I write it down in a mood of self-defence; and another emotion seizes me: the memory of that pandemonium of laughter, of hellish merriment which, brief but horrible, forms the end of the first part of the Apocalypse. I hate, love, and fear it; for—may I be pardoned for this all too personal excuse?—I have always feared Adrian’s proneness to laughter, never been able, like Rüdiger Schildknapp, to play a good second to it; and the same fear, the same shrinking and misgiving awkwardness I feel at this gehennan gaudium, sweeping through fifty bars, beginning with the chuckle of a single voice and rapidly gaining ground, embracing choir and orchestra, frightfully swelling in rhythmic upheavals and contrary motions to a fortissimo tutti, an overwhelming, sardonically yelling, screeching, bawling, bleating, howling, piping, whinnying salvo, the mocking, exulting laughter of the Pit. So much do I shudder at this episode in and for itself, and the way it stands out by reason of its position in the whole, this hurricane of hellish merriment, that I could hardly have brought myself to speak of it if it were not that here, precisely here, is revealed to me, in a way to make my heart stop beating, the profoundest mystery of this music, which is a mystery of identity.

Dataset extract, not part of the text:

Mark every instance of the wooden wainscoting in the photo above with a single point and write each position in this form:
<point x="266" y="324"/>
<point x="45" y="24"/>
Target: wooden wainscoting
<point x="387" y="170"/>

For this hellish laughter at the end of the first part has its pendant in the truly extraordinary chorus of children which, accompanied by a chamber orchestra, opens the second part: a piece of cosmic music of the spheres, icily clear, glassily transparent, of brittle dissonances indeed, but withal of an—I would like to say—inaccessibly unearthly and alien beauty of sound, filling the heart with longing without hope. And this piece, which has won, touched, and ravished even the reluctant, is in its musical essence, for him who has ears to hear and eyes to see, the devil’s laughter all over again. Everywhere is Adrian Leverkühn great in making unlike the like. One knows his way of modifying rhythmically a fugal subject already in its first answer, in such a way that despite a strict preservation of its thematic essence it is as repetition no longer recognizable. So here—but nowhere else as here is the effect so profound, mysterious and great. Every word that turns into sound the idea of Beyond, of transformation in the mystical sense, and thus of change, transformation, transfiguration, is here exactly reproduced. The passages of horror just before heard are given, indeed, to the indescribable children’s chorus at quite a different pitch, and in changed orchestration and rhythms; but in the searing, susurrant tones of spheres and angels there is not one note which does not occur, with rigid correspondence, in the hellish laughter.